# E-mail notification problem



## Poppi G. Koullias (Oct 23, 2010)

I have double-checked my edit options to ensure the box for 'Receive Email Notification of New Private Messages' is unchecked. But I am still receiving E-mail notifications.

Is there something I have missed?

Thank you.


----------



## Zhizara (Oct 23, 2010)

What you are receiving are notifications of new posts to the threads you are involved in.  The box you checked is for private messages direct to you.

The reason you're getting so many messages is because we are all posting to your threads.

Personally I like it because some days everybody is really busy and no posting is going on so a reminder that someone has posted to something I'm interested in is good so I can keep up with them.

You're getting a lot because you're new and everyone wants to welcome you, and get to know you by replying to your postings.

There is probably a way to turn this function off, but Alix or one of the Site Moderators will have to tell you how.


----------



## Poppi G. Koullias (Oct 23, 2010)

Zhizara said:


> What you are receiving are notifications of new posts to the threads you are involved in.  The box you checked is for private messages direct to you.
> 
> The reason you're getting so many messages is because we are all posting to your threads.
> 
> ...




Thank you for your help. I will check my c-p again and if no luck, contact Alix.

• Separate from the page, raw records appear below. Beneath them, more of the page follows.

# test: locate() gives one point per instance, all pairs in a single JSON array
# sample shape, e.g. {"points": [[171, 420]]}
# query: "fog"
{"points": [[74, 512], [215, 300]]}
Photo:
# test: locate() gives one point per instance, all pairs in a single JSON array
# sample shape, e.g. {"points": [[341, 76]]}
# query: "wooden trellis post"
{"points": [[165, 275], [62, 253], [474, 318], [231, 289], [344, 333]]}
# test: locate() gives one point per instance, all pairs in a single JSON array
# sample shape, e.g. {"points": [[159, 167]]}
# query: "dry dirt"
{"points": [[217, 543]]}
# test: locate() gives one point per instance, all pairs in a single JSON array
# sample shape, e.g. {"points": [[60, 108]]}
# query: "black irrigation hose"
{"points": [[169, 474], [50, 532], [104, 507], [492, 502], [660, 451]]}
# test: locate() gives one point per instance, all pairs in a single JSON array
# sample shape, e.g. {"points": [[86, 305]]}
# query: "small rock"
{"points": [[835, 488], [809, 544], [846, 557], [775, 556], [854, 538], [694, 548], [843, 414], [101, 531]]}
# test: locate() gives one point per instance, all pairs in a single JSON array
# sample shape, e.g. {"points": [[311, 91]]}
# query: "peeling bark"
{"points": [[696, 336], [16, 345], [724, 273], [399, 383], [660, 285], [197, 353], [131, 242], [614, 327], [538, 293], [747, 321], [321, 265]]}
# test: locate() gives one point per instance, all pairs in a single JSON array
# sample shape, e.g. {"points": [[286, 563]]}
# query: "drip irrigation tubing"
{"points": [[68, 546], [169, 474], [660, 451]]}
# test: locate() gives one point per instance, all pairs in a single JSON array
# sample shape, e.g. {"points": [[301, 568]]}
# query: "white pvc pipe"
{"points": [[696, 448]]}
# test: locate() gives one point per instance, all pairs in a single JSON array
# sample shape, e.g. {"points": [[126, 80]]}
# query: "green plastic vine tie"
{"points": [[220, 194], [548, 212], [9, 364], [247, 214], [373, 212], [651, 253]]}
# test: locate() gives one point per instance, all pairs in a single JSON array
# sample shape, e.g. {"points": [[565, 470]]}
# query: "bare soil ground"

My E-mail is already busy, but I know what you mean.


----------



## Janet H (Oct 23, 2010)

I changed your subscription options.  You can also manage these in your user cp now you Are subscribed to threads but with no e-mail notice.


----------



## Poppi G. Koullias (Oct 23, 2010)

Janet H said:


> I changed your subscription options.  You can also manage these in your user cp now you Are subscribed to threads but with no e-mail notice.



I am most grateful. Thank you very much.


----------



## mollyanne (Nov 7, 2010)

Poppi G. Koullias said:


> I have double-checked my edit options to ensure the box for 'Receive Email Notification of New Private Messages' is unchecked. But I am still receiving E-mail notifications.
> 
> Is there something I have missed?
> 
> Thank you.


 
The same exact thing happened to me. My mailbox is innundated with DC notifications for subscribed-to threads. I also unchecked the email notification option for subscribed threads...to no avail. I figured I was just doing something wrong so never said anything. I would like to continue to receive email notifications of Private Messages....but not all the threads I post to. Can you help me too Janet?


----------



## Poppi G. Koullias (Nov 7, 2010)

mollyanne said:


> The same exact thing happened to me. My mailbox is innundated with DC notifications for subscribed-to threads. I also unchecked the email notification option for subscribed threads...to no avail. I figured I was just doing something wrong so never said anything. I would like to continue to receive email notifications of Private Messages....but not all the threads I post to. Can you help me too Janet?



At the time it was most trying! But what I resorted to in the end, was block the URL. 

All good now.


----------



## Janet H (Nov 7, 2010)

mollyanne said:


> The same exact thing happened to me. My mailbox is innundated with DC notifications for subscribed-to threads. I also unchecked the email notification option for subscribed threads...to no avail. I figured I was just doing something wrong so never said anything. I would like to continue to receive email notifications of Private Messages....but not all the threads I post to. Can you help me too Janet?



You may have unchecked the box - but probably didn't scroll and save?
I checked your settings and you were still set to subscribe w/ instant e-mail notice of updates.  This has been changed and your subscriptions removed.  Your in box should be a lot cleaner in the days to come.


----------



## mollyanne (Nov 12, 2010)

Thank you very much Janet! Whatever you did, it's working! I haven't had any notifications for two days now except for PMs, which is just how I wanted it...perfect...thank you. Admin...you are good!!


----------